The Nepal Financial Inclusion Portal has been set up by NRB with the support of the United Nations Capital Development Fund (UNCDF) which provides real time information and data to figure out a realistic picture of the financial access and its usage in Nepal.
Some of the core functions of the portal are measuring financial inclusion and generating analytical reports to facilitate data driven policy intervention.
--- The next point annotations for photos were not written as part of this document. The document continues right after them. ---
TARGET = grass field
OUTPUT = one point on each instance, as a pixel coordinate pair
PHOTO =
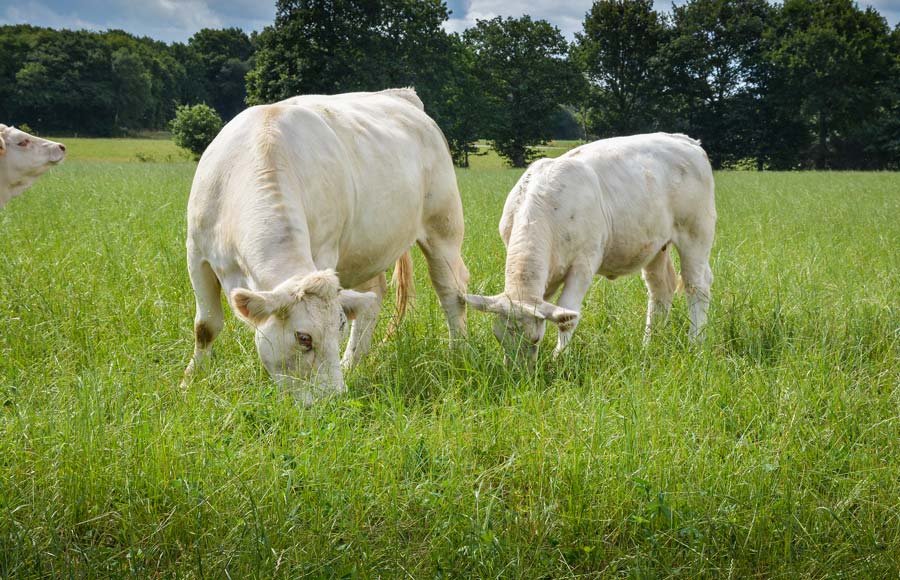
(772, 451)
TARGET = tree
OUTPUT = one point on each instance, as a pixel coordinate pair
(225, 57)
(838, 61)
(526, 77)
(618, 50)
(195, 127)
(132, 89)
(460, 107)
(332, 46)
(714, 61)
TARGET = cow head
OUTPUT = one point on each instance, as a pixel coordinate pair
(299, 326)
(25, 156)
(519, 326)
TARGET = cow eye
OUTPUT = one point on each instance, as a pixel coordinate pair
(304, 340)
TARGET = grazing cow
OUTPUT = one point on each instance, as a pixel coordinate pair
(292, 202)
(611, 207)
(23, 158)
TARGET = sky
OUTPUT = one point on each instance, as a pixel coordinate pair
(178, 20)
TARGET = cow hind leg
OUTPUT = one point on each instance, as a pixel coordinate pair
(661, 281)
(363, 326)
(441, 246)
(697, 278)
(210, 318)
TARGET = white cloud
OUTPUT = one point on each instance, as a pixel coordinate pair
(566, 15)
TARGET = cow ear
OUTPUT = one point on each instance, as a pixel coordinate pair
(253, 307)
(354, 302)
(562, 317)
(494, 304)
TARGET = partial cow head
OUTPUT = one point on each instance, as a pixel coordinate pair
(298, 331)
(23, 158)
(520, 326)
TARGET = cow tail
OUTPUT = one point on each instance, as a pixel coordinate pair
(404, 285)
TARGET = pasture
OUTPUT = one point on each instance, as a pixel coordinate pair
(772, 451)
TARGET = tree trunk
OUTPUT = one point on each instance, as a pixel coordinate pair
(822, 153)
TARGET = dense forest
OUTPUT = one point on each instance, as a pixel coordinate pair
(798, 84)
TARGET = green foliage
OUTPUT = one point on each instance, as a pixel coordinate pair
(713, 59)
(772, 451)
(525, 76)
(195, 127)
(839, 63)
(333, 46)
(619, 52)
(225, 57)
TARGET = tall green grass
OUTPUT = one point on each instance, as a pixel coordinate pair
(772, 451)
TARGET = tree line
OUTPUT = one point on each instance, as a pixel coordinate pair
(799, 84)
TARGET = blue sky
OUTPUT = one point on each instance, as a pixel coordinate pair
(177, 20)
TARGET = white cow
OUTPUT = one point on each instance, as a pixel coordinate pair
(611, 207)
(23, 158)
(294, 201)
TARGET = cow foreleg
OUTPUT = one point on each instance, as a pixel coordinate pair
(578, 281)
(363, 326)
(209, 318)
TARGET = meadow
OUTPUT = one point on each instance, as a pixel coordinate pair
(772, 450)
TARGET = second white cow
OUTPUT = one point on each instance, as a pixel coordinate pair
(295, 204)
(611, 207)
(23, 158)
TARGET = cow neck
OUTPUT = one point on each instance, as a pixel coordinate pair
(281, 233)
(528, 256)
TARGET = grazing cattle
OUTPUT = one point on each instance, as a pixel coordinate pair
(611, 207)
(296, 201)
(23, 158)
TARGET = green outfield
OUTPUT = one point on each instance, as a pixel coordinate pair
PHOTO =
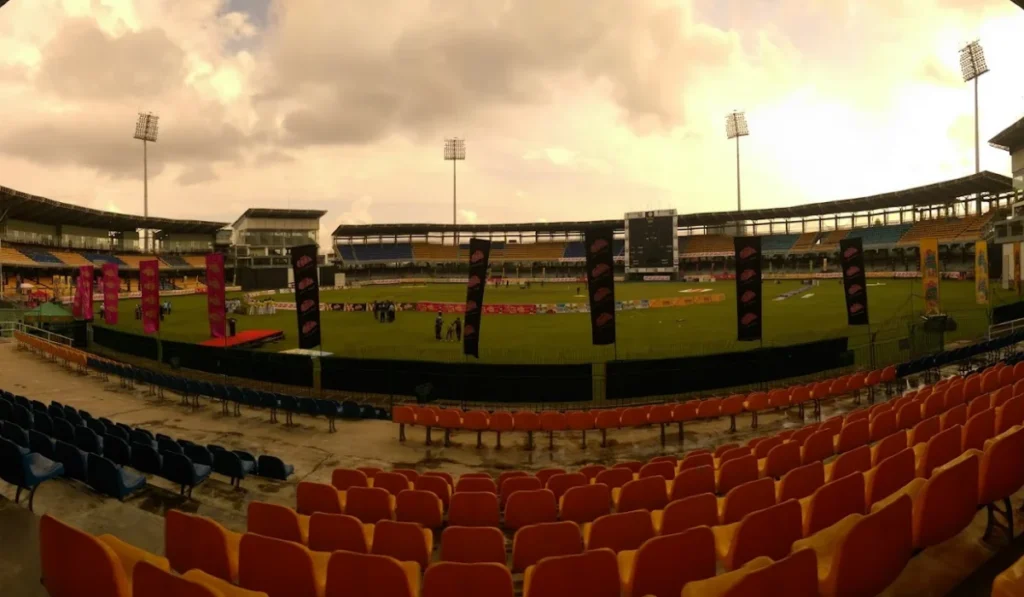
(815, 313)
This innovative tool helps regulatory bodies and financial service providers to report their data in a systematic manner.
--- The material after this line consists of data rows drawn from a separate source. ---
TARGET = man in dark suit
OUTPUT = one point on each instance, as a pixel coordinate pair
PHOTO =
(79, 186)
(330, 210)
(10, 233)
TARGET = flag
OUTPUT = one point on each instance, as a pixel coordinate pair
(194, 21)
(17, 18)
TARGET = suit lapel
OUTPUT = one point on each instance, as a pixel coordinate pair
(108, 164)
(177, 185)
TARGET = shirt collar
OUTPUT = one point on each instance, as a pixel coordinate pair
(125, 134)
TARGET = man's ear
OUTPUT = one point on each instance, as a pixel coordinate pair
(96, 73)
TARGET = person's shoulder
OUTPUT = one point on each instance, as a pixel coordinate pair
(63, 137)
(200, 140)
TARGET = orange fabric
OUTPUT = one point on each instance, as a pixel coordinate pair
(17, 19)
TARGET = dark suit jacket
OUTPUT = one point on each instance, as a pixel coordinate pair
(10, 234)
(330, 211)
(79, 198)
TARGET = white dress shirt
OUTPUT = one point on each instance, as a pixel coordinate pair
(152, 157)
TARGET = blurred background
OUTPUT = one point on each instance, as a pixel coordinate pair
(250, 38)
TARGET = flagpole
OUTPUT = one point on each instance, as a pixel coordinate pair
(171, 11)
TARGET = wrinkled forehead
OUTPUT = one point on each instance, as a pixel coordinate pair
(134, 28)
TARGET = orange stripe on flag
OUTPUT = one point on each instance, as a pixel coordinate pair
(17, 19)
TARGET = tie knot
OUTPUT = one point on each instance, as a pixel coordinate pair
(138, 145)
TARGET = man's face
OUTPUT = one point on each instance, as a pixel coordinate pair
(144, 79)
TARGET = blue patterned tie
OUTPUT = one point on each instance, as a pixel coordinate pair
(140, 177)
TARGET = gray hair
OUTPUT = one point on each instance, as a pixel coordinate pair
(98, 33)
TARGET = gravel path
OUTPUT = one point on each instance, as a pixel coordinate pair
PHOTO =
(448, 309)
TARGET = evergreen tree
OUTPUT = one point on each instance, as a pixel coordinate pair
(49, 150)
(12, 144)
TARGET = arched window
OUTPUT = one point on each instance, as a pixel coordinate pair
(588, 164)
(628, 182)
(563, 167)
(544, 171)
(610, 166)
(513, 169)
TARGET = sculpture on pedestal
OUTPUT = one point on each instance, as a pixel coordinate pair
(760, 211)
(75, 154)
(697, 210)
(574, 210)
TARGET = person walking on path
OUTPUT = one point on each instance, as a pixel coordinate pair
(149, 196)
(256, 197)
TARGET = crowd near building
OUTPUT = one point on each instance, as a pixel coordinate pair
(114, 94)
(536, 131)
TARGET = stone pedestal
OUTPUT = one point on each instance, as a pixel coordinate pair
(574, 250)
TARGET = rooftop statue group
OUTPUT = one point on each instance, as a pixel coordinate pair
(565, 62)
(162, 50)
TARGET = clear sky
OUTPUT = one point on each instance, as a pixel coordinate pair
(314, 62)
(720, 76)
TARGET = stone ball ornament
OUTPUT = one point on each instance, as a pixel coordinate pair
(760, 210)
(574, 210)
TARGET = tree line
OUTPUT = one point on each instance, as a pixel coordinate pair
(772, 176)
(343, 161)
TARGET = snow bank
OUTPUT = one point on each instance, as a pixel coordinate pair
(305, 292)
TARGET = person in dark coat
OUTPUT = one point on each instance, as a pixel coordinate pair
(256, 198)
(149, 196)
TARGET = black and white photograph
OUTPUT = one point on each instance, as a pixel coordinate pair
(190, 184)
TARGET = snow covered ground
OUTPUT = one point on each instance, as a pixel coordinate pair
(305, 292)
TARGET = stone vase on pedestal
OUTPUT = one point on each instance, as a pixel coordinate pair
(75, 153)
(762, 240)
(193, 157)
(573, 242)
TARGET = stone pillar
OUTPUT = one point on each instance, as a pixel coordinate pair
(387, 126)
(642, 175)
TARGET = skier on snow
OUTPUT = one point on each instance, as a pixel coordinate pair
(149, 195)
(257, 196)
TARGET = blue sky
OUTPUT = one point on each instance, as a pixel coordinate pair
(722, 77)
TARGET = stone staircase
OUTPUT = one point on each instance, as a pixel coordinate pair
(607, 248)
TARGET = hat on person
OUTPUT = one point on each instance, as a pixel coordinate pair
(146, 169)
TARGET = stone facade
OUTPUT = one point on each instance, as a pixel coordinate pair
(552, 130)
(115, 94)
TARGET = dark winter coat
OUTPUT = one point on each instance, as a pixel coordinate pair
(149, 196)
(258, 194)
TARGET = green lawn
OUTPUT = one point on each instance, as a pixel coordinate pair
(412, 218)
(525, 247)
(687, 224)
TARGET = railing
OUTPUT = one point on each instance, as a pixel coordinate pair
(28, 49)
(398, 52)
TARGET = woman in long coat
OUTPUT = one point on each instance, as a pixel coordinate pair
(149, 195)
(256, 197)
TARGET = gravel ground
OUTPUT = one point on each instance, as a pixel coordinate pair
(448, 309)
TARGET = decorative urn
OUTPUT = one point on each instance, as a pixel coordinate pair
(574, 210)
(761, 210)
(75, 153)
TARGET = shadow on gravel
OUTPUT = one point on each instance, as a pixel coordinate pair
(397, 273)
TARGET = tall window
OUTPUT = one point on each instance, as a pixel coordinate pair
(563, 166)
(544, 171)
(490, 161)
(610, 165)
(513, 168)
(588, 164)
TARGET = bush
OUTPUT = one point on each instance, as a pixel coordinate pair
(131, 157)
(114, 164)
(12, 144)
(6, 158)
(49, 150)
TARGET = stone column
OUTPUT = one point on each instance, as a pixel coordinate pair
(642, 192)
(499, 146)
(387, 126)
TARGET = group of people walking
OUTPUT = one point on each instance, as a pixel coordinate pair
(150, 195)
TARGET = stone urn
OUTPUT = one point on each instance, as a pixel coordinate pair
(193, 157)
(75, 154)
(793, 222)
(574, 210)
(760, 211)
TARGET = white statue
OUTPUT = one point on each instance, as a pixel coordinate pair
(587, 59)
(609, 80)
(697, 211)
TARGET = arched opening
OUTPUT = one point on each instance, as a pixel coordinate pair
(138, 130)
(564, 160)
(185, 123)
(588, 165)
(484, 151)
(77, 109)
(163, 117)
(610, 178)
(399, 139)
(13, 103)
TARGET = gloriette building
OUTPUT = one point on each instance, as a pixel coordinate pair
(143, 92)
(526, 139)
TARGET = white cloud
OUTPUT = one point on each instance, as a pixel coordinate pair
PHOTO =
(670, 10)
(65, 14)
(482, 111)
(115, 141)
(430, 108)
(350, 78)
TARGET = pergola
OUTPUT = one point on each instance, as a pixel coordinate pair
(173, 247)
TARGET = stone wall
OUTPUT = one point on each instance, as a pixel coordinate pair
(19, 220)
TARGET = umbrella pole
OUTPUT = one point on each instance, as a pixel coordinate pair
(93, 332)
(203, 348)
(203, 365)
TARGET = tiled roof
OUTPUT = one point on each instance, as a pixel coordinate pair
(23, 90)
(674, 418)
“The availability of data and information on banking and financial access and inclusion helps the government in formulating necessary policies and programmes targeted to the rural areas,” NRB Governor Chiranjibi Nepal said during the launch of the portal.
The database will provide information and data from even the most rural parts of the country where the government and regulators can’t reach immediately. “It is very important for policymakers as they can develop policies and financial strategies by looking at this portal,” he said.
This portal will help both the government and the central bank in developing the financial infrastructure to increase financial access which is a must for the economic growth of the country, he said.
Stating that the country has recently moved towards implementation of the federal structure, he said that the newly launched portal would also support all central, provincial and local governments to make economic development sustainable and ensure that locals are able to have complete access to government services.
Ayshanie Medagangoda-Labe, deputy country director of the UNDP, said that the financial inclusion and access could be increased through literacy and use of technology.
She pointed out various barriers for the financial inclusion like lack of literacy, distance that people have to travel, lack of savings and income and trust in banking or financial institutions.
Lauding that Nepal has been progressing ‘slowly and steadily’ in the journey of achieving the Sustainable Development Goals (SDGs) by 2030, she said that the initiative is a very good opportunity for Nepal which has been championing the SDGs and currently implementing the federal structure. “One of the aims of the SDGs is to leave no one behind. The challenge that we have in front of us is how to get the financial access, literacy, infrastructure and technology to these 753 local units,” she said.
Similarly, Francois Coupienne of the UNCDF said that the data offers tremendous opportunities for policy makers.
“If the data is available, you can know the needs and behaviors of consumers,” he said.
“There is a huge gap between the different needs and aspirations of each individual and the ‘one size fits all’ approach of the financial services providers. Innovation, technology and data will play a key role in filing this gap,” he added.